What version of PMM are you using? There was an issue with a version (2.7.0 maybe?) that if a container did not have internet access it would cause nginx to die a fiery death and there wasn’t a simple recovery without going inside and modifying the offending entry (related to the “blog” panel on the default home dashboard).

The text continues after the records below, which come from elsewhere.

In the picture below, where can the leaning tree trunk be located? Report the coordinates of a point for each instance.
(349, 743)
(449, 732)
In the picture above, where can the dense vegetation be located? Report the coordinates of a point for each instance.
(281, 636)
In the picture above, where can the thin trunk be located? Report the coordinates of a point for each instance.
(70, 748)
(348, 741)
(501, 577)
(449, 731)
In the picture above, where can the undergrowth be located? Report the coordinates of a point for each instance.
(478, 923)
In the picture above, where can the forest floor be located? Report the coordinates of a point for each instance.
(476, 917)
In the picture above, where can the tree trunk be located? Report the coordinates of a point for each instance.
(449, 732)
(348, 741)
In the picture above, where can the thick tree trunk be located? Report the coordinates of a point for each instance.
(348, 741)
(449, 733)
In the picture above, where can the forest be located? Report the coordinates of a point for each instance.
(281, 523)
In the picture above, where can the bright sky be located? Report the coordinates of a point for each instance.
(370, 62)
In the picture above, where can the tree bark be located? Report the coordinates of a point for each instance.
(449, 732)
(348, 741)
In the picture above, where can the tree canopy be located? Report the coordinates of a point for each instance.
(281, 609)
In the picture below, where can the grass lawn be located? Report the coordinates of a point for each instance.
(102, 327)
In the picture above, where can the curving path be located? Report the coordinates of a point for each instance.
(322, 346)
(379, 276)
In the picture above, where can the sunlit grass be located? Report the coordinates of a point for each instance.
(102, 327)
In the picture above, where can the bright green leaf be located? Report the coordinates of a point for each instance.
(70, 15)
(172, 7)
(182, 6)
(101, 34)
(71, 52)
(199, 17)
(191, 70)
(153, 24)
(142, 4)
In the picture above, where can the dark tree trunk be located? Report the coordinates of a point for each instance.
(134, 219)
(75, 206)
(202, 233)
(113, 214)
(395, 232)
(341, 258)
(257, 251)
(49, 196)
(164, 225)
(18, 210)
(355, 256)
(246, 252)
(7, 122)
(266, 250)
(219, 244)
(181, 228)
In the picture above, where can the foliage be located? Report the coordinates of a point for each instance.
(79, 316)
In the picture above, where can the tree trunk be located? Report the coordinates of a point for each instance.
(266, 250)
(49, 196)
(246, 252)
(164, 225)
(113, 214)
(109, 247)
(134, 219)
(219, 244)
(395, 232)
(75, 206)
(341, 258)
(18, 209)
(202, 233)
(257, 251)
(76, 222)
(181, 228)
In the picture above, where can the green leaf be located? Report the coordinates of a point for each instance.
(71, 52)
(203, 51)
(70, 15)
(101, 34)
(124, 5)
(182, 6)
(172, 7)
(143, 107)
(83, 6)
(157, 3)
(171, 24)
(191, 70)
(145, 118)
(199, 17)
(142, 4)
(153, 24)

That’d be my first guess…second (And this is a guess because the logs you posted above make no connection) is that privs were not authorized by the host regardless of the container hinting it stayed as root and nginx couldn’t make the necessary bindings to port 80/443. Again, just a guess there but it’s friday…maybe I’ll get lucky ;-)
I’m using percona/pmm-server:latest and then tried percona/pmm-server:1, got the same issue on both images.
Have an idea of how to debug the ngnix in this image?
Thanks a lot,
The problem is the persistent storage that I’m trying to add, as I wrote above (AWS EFS).
The container cannot create the /srv folder in the volume that I attached.
I gave the root folder 777 permissions and still, it doesn’t work.
Although, when I removed the attached volume from my configurations, PMM started and worked like a charm
Anyone have an idea what else is needed in order to make it work on an external volume?